Dr. Showalter: We are right now doing a Phase Two clinical trial to look at the long-term efficacy of this treatment option. We are basically a little under half way through this trial. We actually recently, I think just last week, treated our 100 and 101st patient which was exciting on that day. So, we're going to keep plugging away and treating as many patients as we can. We're hopeful that once we have more long-term data that we could potentially spread this to other institutions because while it's exciting to be doing something where we are the one and only, at some point I want this to be a treatment option that's available for patients, not only in Virginia or Northern Virginia where our patients are coming from.

Melanie: How would patients get involved? Is it too late to get involved in this trial or can they still get involved?

Dr. Showalter: No, not at all. The patients that would come to see us would get involved because we would inform the patients of this as a treatment option but we are also more than happy to see patients that have a recent breast care diagnosis that are being seen at other facilities and all they need to do is contact our offices and we can very quickly make appointments and get everything that we need. We know that when patients get diagnosed with breast cancer, it's a very anxiety rich time in their lives, and so we have a really nice system and we are able to work pretty efficiently to get patients into our clinics. When I started the program, I was able to hire a clinical nurse coordinator specifically to help make the treatment process as efficient as possible for these patients. We have a wonderful nurse that sees and follows and really gets to know all of the patients and help make that transition very easy.
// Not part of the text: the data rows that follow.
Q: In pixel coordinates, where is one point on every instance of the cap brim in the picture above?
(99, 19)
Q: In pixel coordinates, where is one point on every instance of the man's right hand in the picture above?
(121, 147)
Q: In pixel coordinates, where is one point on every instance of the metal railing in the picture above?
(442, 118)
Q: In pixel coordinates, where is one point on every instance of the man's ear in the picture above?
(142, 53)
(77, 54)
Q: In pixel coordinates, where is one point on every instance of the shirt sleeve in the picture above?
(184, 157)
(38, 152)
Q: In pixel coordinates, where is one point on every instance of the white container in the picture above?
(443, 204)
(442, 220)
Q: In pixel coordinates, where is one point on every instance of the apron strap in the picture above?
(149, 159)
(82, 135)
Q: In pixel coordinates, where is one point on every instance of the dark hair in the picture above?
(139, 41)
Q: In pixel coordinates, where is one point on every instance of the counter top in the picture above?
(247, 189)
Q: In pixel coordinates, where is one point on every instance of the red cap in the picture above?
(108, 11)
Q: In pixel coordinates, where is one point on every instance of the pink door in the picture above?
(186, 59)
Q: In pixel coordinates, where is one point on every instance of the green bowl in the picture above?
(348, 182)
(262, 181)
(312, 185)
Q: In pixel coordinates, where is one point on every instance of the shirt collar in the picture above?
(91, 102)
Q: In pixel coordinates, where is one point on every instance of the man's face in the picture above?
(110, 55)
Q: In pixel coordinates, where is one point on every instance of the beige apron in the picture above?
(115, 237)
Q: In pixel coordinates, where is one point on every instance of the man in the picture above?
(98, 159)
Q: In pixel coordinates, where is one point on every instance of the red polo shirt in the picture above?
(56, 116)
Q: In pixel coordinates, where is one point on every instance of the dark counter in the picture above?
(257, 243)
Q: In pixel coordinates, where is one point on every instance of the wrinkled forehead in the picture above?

Melanie: To see if you qualify and to apply you can contact Debbie Romano?

Dr. Showalter: Yes, that's exactly right.

Melanie: She's the dedicated IORT care coordinator at 434-924-9725. Dr. Showalter, in just the last few minutes here wrap it up for us, and what you want people to know about this Precision Breast IORT and the importance of this clinical trial for women with breast cancer.

Dr. Showalter: This is a novel and completely unique treatment option for patients with Stage One breast cancer that we think is a very exciting treatment option that allows patients with early stage breast cancer to complete their surgical and radiation therapy treatments all in one day and it's unique in the sense that it involves both high dose radiation and image guidance so that patients have an individualized, customized radiation treatment.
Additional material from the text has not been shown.